Cijfer: 8,4 ★★★★☆
Hitpotentie: 8,1
Het vijfde album van Tame Impala, Deadbeat, voelt als thuiskomen — maar dan na een lange, psychedelische omweg langs synths, twijfel en zelfreflectie. Kevin Parker, de man die ooit klonk als een dromer in de garage van John Lennon, is inmiddels een soort eenmansuniversum geworden. En op Deadbeat laat hij horen wat er gebeurt als zelfs de visionair even niet meer weet of hij nog wel visioenen heeft.
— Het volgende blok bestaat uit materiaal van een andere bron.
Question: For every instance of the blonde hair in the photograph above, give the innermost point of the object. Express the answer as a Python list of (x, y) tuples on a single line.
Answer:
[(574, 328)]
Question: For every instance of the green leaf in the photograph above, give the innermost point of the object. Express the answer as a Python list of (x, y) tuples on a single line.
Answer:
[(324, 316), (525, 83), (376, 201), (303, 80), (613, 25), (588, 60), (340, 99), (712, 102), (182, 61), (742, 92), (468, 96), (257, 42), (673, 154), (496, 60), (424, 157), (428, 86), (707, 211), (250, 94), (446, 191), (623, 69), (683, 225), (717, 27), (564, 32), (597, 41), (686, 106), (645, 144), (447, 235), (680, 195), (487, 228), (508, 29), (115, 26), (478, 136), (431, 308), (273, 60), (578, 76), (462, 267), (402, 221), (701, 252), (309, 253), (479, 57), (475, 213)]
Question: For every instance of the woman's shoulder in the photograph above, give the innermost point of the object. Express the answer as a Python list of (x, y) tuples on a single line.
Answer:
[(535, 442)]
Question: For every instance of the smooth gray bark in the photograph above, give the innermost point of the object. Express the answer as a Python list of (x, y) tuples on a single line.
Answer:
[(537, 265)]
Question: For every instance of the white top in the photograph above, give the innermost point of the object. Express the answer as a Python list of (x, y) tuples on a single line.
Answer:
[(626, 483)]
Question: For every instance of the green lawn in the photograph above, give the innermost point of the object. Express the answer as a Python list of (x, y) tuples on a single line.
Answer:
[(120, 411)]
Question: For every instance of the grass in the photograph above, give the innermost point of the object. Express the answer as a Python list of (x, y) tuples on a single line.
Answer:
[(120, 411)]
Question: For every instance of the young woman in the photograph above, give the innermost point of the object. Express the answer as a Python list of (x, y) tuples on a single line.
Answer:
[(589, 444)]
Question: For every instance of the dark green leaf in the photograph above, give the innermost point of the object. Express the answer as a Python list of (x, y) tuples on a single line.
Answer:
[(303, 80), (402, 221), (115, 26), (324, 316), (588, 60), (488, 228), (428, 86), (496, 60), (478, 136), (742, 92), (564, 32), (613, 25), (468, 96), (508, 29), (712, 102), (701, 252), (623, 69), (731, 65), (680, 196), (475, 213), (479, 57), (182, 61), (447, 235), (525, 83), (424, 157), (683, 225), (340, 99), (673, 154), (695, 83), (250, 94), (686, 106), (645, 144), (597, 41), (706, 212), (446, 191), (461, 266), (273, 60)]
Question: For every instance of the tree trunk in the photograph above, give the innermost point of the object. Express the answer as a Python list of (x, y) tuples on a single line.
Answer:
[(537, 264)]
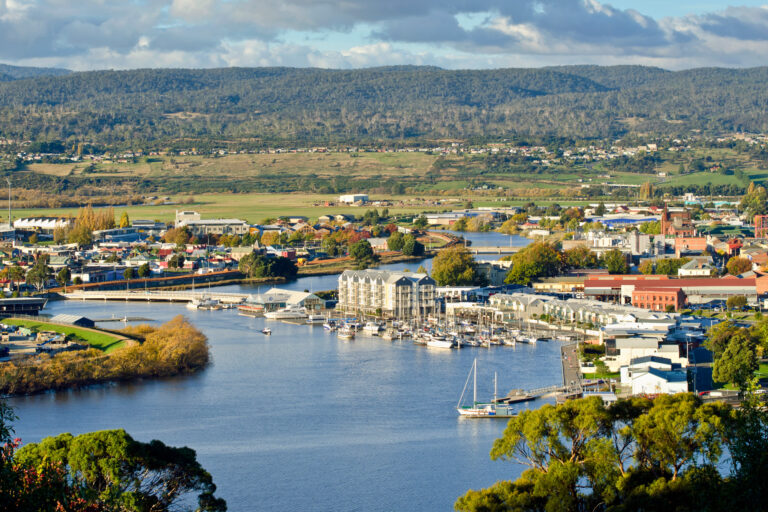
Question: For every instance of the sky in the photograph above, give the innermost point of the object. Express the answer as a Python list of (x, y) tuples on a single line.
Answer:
[(452, 34)]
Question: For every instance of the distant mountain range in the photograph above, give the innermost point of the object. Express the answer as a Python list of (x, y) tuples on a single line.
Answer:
[(158, 106)]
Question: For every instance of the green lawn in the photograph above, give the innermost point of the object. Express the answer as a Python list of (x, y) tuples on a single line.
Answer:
[(100, 340)]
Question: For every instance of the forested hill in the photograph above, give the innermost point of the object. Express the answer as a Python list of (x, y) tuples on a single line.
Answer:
[(320, 106)]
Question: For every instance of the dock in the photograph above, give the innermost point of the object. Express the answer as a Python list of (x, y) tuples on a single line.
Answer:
[(155, 296)]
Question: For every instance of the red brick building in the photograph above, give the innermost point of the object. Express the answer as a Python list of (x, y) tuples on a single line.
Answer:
[(677, 223), (658, 298)]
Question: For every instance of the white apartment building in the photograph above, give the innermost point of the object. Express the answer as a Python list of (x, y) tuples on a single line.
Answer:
[(400, 295)]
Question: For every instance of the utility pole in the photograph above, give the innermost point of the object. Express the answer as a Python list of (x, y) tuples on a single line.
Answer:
[(10, 221)]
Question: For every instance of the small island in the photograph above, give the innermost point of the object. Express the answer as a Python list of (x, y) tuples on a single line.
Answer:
[(143, 351)]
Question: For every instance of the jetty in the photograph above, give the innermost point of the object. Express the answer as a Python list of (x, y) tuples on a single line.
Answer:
[(155, 296)]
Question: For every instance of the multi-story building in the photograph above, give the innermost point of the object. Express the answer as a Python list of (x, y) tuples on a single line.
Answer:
[(401, 295)]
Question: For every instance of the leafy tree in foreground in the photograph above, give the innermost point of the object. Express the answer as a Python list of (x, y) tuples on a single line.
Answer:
[(635, 455)]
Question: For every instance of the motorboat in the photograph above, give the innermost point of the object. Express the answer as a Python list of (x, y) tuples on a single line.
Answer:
[(204, 303), (288, 313), (346, 333), (371, 328)]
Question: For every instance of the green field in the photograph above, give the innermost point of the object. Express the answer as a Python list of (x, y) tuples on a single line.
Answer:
[(100, 340)]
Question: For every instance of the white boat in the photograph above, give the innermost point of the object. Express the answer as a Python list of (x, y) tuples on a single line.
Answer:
[(203, 303), (439, 343), (315, 319), (371, 328), (289, 313), (346, 333), (482, 409)]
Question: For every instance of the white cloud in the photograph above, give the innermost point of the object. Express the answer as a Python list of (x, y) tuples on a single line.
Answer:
[(91, 34)]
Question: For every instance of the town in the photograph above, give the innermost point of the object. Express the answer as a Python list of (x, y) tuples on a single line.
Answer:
[(636, 287)]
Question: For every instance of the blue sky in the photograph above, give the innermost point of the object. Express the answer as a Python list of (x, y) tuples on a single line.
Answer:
[(98, 34)]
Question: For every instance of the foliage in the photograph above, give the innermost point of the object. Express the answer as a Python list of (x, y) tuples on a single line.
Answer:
[(362, 253), (455, 266), (174, 348), (257, 265), (615, 262), (738, 265), (580, 257), (736, 302), (651, 227), (635, 455), (411, 246), (113, 469), (539, 259)]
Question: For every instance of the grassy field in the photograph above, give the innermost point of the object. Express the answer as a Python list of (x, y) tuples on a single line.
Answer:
[(100, 340)]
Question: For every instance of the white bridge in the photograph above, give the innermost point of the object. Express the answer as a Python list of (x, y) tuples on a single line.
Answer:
[(155, 296)]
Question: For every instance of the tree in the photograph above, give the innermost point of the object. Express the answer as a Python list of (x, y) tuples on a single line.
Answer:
[(144, 270), (539, 259), (636, 455), (395, 241), (111, 467), (736, 302), (580, 257), (615, 262), (421, 222), (738, 265), (738, 362), (38, 275), (461, 224), (600, 210), (455, 266), (362, 253), (63, 276), (176, 261), (411, 246)]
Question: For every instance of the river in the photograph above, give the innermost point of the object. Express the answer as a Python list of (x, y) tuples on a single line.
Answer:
[(301, 420)]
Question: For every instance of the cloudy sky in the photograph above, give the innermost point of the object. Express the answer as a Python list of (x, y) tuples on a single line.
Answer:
[(98, 34)]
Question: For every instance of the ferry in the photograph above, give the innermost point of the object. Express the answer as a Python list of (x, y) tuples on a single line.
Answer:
[(289, 313), (204, 303)]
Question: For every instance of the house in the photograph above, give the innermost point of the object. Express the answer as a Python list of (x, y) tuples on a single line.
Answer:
[(354, 198), (391, 294), (655, 382)]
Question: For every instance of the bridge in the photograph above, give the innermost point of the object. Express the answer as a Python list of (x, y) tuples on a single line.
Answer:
[(155, 296), (488, 249)]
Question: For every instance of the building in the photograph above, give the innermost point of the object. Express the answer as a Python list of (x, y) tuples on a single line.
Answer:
[(677, 223), (658, 299), (200, 227), (654, 375), (353, 198), (400, 295)]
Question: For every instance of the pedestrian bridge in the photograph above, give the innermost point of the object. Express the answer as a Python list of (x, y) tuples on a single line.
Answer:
[(155, 296), (488, 249)]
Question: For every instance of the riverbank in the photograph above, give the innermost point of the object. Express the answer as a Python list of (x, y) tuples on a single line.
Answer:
[(175, 348)]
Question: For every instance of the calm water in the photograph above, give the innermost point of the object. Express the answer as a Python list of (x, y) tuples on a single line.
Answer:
[(303, 421)]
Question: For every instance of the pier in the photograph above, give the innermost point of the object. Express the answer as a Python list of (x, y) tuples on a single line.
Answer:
[(488, 249), (154, 296)]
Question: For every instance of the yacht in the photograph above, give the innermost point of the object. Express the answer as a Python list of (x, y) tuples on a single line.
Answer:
[(371, 328), (204, 303), (289, 313)]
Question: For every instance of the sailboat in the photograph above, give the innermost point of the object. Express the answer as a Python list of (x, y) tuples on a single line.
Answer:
[(482, 409)]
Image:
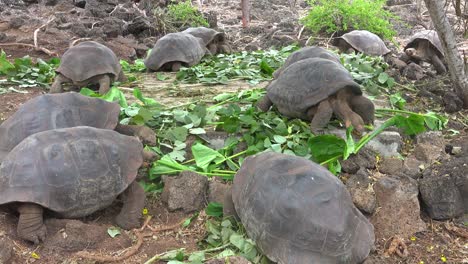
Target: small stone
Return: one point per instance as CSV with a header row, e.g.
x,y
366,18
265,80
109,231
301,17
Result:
x,y
391,166
399,210
6,250
216,191
187,191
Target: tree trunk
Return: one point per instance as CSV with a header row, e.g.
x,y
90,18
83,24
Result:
x,y
245,5
447,38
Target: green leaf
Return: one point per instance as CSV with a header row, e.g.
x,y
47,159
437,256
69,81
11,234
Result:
x,y
214,209
325,147
204,155
113,231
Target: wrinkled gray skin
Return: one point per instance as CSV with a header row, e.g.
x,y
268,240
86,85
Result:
x,y
52,111
214,41
72,172
425,46
306,53
362,41
86,64
314,89
175,50
297,212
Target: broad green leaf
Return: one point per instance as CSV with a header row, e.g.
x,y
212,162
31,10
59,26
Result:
x,y
204,155
113,231
325,147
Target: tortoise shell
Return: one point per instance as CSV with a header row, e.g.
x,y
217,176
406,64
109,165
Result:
x,y
305,53
366,42
306,83
426,35
51,111
72,171
180,47
89,59
298,212
206,34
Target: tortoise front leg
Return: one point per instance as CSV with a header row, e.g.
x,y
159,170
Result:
x,y
228,205
264,104
144,133
57,85
342,109
30,224
320,116
104,84
134,202
438,64
176,66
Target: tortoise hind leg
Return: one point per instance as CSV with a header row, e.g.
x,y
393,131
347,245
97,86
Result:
x,y
320,116
134,202
104,84
30,223
144,133
57,85
264,104
438,64
364,108
342,109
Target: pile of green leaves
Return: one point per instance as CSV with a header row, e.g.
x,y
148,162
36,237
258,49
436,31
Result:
x,y
254,66
369,71
25,73
344,15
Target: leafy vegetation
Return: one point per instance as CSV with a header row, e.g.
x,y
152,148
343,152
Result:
x,y
23,72
254,66
178,15
345,15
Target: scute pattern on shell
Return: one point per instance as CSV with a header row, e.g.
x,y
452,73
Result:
x,y
429,35
366,42
298,212
306,83
89,59
73,171
206,34
51,111
173,47
306,53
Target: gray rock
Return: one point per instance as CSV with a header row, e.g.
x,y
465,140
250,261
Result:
x,y
230,260
6,250
398,208
187,192
444,189
359,186
428,153
216,191
391,166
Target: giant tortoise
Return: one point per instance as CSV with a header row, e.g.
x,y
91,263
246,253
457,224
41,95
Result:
x,y
298,212
305,53
88,63
51,111
313,89
214,41
362,41
175,50
425,46
72,172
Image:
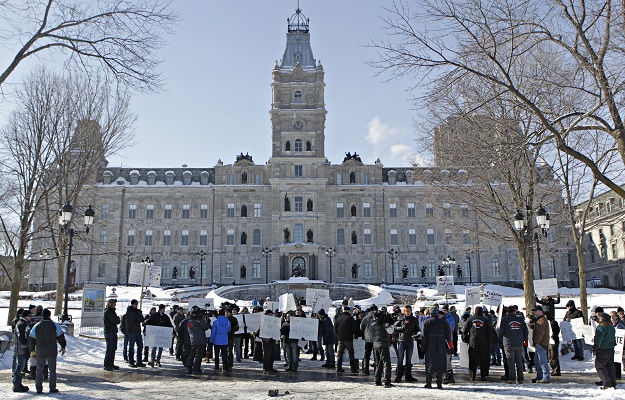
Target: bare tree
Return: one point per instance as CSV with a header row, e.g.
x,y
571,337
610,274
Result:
x,y
531,50
119,37
61,132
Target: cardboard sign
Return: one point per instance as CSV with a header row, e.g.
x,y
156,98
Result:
x,y
618,349
546,287
270,327
304,328
445,284
158,336
492,298
318,299
472,296
286,302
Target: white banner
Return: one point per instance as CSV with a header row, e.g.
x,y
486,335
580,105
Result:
x,y
318,299
492,298
304,328
546,287
618,349
270,327
286,302
158,336
472,296
445,284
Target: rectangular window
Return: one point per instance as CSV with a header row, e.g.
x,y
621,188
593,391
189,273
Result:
x,y
340,211
340,237
299,204
394,238
430,237
130,238
103,236
366,236
299,233
166,238
412,212
366,209
104,214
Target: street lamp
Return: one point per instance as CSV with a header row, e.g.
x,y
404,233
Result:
x,y
65,217
266,253
392,253
330,252
542,220
202,254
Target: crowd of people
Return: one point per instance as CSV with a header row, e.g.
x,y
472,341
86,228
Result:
x,y
522,344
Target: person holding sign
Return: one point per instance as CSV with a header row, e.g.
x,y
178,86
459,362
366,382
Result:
x,y
605,339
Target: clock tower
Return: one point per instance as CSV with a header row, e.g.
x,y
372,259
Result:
x,y
298,111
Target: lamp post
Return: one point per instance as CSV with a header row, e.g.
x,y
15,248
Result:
x,y
542,220
330,252
392,253
65,217
202,254
266,253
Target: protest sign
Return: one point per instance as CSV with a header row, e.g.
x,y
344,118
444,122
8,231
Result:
x,y
158,336
318,299
445,284
270,327
304,328
286,302
546,287
472,296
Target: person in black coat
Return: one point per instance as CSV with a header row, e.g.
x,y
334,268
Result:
x,y
436,333
478,334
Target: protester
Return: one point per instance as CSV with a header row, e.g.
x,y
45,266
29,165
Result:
x,y
43,340
111,320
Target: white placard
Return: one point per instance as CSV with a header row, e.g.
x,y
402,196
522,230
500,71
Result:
x,y
318,299
492,298
577,324
270,327
286,302
158,336
201,302
304,328
618,349
445,284
546,287
567,332
471,296
252,321
359,348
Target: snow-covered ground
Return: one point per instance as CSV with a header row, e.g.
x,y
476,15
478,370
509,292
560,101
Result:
x,y
81,376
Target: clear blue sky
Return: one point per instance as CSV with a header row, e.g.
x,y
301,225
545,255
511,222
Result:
x,y
217,68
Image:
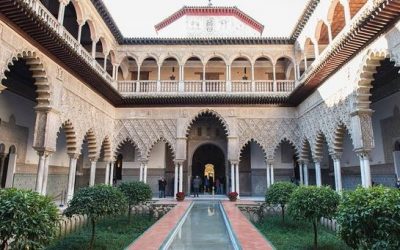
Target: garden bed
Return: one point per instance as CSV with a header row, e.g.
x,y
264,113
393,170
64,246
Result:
x,y
297,235
111,234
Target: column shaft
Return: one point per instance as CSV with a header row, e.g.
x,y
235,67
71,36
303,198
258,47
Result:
x,y
145,173
318,173
39,177
176,179
305,173
180,177
45,175
92,173
232,178
71,177
141,172
237,183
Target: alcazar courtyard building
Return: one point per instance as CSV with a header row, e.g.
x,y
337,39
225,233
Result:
x,y
81,104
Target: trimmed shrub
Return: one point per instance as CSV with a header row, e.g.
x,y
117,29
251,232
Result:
x,y
370,218
312,203
279,194
97,202
135,192
27,219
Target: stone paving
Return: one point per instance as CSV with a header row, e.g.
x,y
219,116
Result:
x,y
248,236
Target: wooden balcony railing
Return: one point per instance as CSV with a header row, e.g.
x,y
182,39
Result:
x,y
53,23
208,86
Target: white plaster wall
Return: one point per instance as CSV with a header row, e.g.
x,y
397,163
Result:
x,y
197,26
157,156
22,109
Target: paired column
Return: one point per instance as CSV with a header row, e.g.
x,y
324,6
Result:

De titel zegt alles. Deadbeat — uitgeput, op, maar niet verslagen. Dit is geen album over succes, maar over de kater erna. De magie van Currents en The Slow Rush is er nog, maar hier klinkt Parker ouder, rauwer, menselijker. Minder glitter, meer gruis.
Muzikaal is Deadbeat een fascinerende balans tussen oud en nieuw. De warme, analoge grooves van Lonerism keren terug, maar dan met de zelfbewuste melancholie van The Slow Rush. De synths zijn minder zweverig, de drums klinken alsof ze echt in een kamer zijn opgenomen in plaats van op een wolk. Het geheel voelt losser, bijna demo-achtig — maar in die imperfectie schuilt juist de charme.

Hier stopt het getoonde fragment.